¿Por qué cada vez necesitamos más gafas? Ciencia, pantallas y ejercicios para tus ojos

Entre 1.000 y 2.000 millones de personas en el mundo sufren algún tipo de problema visual. Eso significa que casi un cuarto de la población mundial tiene dificultades para ver bien. La miopía, en particular, ha aumentado de manera alarmante: del 24% en 1990 al 36% en 2024 entre los jóvenes.

La pregunta es inevitable: ¿qué está pasando con nuestra vista? ¿Son las pantallas responsables? ¿Y podemos hacer algo para cuidar mejor nuestros ojos?

Así funcionan nuestros ojos

El ojo es una máquina biológica casi perfecta. Como una cámara, necesita varias piezas clave para funcionar:

  • Músculos extraoculares: seis pequeños músculos que mueven el globo ocular en todas direcciones.
  • Cristalino: la lente viva que enfoca la imagen gracias al músculo ciliar.
  • Vascularización: los ojos consumen gran cantidad de oxígeno y nutrientes, por lo que la circulación sanguínea es fundamental para su salud.

Cuando estas estructuras trabajan en armonía, vemos con nitidez.
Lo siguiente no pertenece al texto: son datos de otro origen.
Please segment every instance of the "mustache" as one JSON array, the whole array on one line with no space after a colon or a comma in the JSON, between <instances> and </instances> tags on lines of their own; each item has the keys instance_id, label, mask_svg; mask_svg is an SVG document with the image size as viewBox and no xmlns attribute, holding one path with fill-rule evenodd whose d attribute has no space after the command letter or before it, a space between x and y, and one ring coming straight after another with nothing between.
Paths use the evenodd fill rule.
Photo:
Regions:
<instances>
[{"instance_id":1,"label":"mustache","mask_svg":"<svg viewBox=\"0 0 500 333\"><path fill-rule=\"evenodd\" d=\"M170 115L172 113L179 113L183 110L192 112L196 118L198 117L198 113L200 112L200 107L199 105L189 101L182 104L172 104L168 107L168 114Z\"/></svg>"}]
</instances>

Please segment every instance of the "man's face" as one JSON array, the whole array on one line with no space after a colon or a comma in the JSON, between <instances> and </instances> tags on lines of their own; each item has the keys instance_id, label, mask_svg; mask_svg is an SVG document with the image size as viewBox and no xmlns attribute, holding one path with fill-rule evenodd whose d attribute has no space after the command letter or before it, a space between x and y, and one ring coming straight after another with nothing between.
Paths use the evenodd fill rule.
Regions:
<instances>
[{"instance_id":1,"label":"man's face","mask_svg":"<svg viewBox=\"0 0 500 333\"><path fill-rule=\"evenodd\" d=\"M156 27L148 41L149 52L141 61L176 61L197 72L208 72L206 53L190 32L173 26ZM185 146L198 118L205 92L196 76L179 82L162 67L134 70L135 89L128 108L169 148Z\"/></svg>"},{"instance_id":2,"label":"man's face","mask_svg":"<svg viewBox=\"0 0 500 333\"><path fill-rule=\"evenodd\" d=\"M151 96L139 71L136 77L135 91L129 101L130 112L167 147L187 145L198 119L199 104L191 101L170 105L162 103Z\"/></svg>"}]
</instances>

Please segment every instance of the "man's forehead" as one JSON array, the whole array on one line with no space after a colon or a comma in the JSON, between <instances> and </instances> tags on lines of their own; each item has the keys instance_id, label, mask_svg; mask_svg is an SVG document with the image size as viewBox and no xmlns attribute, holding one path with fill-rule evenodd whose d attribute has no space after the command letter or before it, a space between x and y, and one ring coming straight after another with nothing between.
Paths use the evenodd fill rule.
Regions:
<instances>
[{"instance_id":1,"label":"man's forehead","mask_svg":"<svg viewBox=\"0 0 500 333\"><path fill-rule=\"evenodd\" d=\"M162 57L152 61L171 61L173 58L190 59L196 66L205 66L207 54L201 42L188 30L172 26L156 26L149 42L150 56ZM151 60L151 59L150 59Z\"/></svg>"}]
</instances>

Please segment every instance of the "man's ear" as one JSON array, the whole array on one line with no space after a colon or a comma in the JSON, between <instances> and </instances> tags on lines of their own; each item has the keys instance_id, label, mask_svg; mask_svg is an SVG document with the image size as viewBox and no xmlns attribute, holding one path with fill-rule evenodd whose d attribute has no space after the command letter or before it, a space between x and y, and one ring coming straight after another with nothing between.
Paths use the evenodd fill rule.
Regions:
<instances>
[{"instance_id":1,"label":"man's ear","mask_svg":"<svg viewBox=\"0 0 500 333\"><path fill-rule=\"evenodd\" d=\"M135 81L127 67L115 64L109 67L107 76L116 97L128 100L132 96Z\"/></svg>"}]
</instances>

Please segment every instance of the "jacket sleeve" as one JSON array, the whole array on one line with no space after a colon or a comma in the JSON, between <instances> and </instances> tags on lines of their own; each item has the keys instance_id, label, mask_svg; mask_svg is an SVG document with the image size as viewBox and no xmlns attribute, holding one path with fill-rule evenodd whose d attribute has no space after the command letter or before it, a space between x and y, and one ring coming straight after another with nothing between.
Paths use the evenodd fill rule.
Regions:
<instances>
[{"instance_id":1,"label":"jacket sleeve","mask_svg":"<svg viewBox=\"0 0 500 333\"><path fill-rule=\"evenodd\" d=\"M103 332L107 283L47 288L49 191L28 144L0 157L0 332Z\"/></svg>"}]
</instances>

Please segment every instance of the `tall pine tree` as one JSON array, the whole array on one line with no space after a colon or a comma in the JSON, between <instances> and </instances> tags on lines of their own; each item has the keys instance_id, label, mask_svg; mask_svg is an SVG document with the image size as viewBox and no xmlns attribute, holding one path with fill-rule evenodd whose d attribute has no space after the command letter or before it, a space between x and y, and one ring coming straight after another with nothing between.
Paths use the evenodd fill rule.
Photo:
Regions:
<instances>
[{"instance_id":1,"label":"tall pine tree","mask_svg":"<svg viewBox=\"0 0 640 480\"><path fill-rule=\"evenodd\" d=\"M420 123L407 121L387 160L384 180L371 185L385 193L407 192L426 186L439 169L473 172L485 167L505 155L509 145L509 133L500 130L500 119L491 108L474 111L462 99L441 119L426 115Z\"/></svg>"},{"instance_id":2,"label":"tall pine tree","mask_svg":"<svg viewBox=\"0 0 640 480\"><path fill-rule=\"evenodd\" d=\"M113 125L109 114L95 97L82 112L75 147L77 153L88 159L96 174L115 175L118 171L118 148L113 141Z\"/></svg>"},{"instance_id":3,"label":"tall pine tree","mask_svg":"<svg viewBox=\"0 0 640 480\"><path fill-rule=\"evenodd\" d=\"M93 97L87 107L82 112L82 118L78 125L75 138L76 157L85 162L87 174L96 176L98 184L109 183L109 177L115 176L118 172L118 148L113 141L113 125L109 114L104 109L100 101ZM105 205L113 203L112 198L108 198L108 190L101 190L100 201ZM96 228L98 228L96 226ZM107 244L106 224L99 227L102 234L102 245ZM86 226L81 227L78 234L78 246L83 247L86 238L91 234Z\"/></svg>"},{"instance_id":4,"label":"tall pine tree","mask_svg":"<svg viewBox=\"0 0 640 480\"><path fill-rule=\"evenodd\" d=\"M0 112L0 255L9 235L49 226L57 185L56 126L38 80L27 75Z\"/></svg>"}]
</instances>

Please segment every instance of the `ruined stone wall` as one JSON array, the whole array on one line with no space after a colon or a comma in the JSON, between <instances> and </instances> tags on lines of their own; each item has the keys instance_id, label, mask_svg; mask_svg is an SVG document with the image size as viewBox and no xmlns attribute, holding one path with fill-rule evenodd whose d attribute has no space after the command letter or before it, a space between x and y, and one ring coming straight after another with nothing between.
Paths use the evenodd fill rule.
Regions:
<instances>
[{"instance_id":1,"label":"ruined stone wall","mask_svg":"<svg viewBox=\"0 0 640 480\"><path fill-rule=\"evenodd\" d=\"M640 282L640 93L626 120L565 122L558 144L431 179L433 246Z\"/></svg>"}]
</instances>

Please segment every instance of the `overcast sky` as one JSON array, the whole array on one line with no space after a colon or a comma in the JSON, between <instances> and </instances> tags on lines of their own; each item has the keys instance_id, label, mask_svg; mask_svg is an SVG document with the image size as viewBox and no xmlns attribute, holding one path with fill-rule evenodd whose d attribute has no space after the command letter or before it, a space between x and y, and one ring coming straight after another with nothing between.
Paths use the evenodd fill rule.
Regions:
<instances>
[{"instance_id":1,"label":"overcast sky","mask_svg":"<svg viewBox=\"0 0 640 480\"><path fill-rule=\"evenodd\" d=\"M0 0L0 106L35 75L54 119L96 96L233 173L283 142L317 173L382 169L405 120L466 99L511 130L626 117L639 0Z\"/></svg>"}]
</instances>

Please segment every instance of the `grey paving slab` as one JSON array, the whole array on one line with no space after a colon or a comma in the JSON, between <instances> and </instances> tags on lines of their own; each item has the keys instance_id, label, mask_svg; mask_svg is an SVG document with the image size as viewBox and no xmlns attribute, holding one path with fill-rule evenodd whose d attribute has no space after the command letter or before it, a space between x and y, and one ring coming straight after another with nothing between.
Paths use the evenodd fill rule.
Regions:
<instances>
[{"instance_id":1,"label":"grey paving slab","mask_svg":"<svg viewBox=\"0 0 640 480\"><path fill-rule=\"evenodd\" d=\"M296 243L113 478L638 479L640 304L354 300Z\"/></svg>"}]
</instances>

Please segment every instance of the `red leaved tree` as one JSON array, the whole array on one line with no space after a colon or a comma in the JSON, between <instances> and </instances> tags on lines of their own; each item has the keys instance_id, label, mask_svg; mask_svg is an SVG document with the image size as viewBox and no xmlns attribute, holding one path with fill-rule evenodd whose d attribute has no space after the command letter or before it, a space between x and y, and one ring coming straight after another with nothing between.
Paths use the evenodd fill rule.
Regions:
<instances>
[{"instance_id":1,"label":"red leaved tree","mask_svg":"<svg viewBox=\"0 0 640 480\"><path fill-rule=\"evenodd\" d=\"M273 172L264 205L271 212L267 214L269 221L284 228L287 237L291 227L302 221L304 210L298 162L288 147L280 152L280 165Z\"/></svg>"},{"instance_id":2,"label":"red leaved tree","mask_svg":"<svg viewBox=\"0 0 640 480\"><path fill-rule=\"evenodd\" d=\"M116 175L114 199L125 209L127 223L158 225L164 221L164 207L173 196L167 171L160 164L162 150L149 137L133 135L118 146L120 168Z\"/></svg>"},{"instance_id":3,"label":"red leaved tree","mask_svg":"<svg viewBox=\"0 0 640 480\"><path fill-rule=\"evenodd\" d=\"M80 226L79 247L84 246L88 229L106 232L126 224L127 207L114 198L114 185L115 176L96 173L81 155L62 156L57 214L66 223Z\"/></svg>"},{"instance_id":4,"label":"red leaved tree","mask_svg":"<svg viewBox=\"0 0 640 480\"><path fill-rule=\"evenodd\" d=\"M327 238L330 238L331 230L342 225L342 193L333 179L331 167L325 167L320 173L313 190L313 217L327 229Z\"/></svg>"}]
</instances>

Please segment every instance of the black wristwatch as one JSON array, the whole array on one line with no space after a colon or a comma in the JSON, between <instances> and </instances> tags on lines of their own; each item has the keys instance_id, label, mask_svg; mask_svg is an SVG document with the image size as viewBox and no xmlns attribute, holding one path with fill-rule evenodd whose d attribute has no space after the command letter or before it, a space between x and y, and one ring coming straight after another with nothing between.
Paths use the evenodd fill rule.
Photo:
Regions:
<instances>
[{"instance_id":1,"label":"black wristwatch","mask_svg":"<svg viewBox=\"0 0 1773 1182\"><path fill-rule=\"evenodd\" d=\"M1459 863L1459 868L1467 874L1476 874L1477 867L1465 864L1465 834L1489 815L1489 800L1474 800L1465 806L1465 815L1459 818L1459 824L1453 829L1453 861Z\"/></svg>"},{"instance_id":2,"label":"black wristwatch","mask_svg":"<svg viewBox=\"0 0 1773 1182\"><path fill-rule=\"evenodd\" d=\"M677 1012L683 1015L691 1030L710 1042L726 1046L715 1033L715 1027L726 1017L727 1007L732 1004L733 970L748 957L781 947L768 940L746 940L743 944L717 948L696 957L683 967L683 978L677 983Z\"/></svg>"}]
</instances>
Pero nuestro estilo de vida moderno ha introducido un nuevo enemigo.

El papel de las pantallas

El uso constante de pantallas ha cambiado radicalmente la forma en la que usamos los ojos:

  • Sobrecarga del músculo ciliar: al mirar de cerca durante horas, el músculo encargado de enfocar se mantiene contraído, provocando espasmos y visión borrosa.
  • Menos parpadeos: pasamos de parpadear 20 veces por minuto a apenas 5 frente a una pantalla. Esto causa sequedad, irritación y sensación de arenilla.
  • Efectos indirectos: mirar pantallas de noche reduce la producción de melatonina, interfiriendo en el sueño profundo y en la recuperación del cuerpo y la mente.

En 2020, un estudio científico ya señalaba la relación entre el uso excesivo de pantallas y el aumento de la miopía.

¿Podemos revertirlo?

La buena noticia es que sí podemos entrenar y cuidar los ojos, igual que cualquier otro músculo. Aunque la miopía, la hipermetropía o el astigmatismo son problemas estructurales que dependen de la forma del ojo, sí podemos:

  • Reducir la fatiga visual
  • Mejorar la flexibilidad de enfoque
  • Prevenir futuros problemas

En niños y adolescentes, la mejor prevención de la miopía es simple: menos pantallas y al menos 2 horas al aire libre con luz natural cada día.

Una rutina de ejercicios para tus ojos

Aquí tienes una rutina sencilla, rápida (menos de 5 minutos) y muy eficaz:

  1. Palming: frota las manos y colócalas sobre los ojos cerrados para relajar la zona.
  2. Movimientos horizontales: mira de un lado a otro 5–10 veces.
  3. Movimientos verticales: mira arriba y abajo varias veces.
  4. Diagonales: activa los músculos oblicuos mirando en diagonales.
  5. Círculos oculares: haz círculos completos con los ojos hacia ambos lados.
  6. Enfoque con el pulgar: alterna la mirada entre tu pulgar y un objeto lejano.
  7. Parpadeo consciente: abre y cierra los ojos lentamente, luego haz 10 parpadeos rápidos.

Este pequeño entrenamiento estimula la musculatura ocular, lubrica la superficie del ojo y ayuda a mantener la visión más descansada.

La epidemia de problemas visuales no es inevitable. Aunque las pantallas forman parte de nuestra vida, tenemos herramientas para reducir su impacto: desde cambios de hábitos hasta simples ejercicios diarios.

La vista es un tesoro, y cuidarla es tan importante como entrenar el cuerpo o calmar la mente. Con unos minutos al día podemos devolver a nuestros ojos parte del equilibrio que necesitan.